Broadcast itu berjudul “Sejarah Kami adalah Sejarah Cinta Ibu Kepada Anaknya” ditulis oleh Lutfiel Hakim kalau menurut tulisan pada pesan yang saya terima. Intinya, broadcast ini adalah suara dari pemilik makanan bayi Bebiluck yang belum lama ini didatangi oleh Balai Pengawas Obat dan Makanan di Serang dalam sebuah inspeksi mendadak (sidak) karena produknya tidak memiliki Nomo Izin Edar (NIE).
Saya membaca kisah Pak Lutfiel ini berulang kali karena nggak ada kerjaan, termasuk perihal awal mula makanan bayi, dan perspektif saya adalah broadcast ini merupakan kebenaran, alias bukan hoax layaknya banyak pesan broadcast lain yang menuh-menuhin gawai saya.
Seketika saya bersimpati dengan Bebiluck dan saya yakin banyak pembaca juga berlaku sama. Bagaimana tidak? Dalam usaha menangani makanan bayi yang tergolong risiko tinggi, aneka usaha telah dilakukan.
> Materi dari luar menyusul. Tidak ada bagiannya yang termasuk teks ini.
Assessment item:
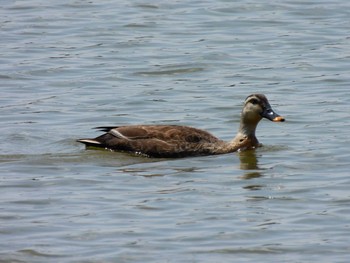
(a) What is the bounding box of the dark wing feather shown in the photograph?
[80,125,220,157]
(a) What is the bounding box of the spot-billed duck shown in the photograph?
[78,94,284,158]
Mulai dari membuka CV untuk penerbitan SIUP, konsultasi dengan Dinas Kesehatan hingga mendapatkan izin PIRT, hingga uji laboratorium Dinas Kesehatan.
Masih dalam tulisan yang sama, ada ahli pangan yang direkrut, badan usaha diganti menjadi PT, melakukan uji laboratorium di TUV Nord, hingga mendapatkan sertifikat halal LPPOM MUI. Sebagai mantan auditor halal internal, saya sedikit-sedikit paham sih dengan soal halal ini, makanya saya langsung cek ke Daftar Produk Halal terkini, dan memang ada nama Bebi Luck atas nama CV. Hasanah Bebifood Sejahtera, pada laman ke-314 file bertipe pdf dalam tabel LPPOM MUI Banten.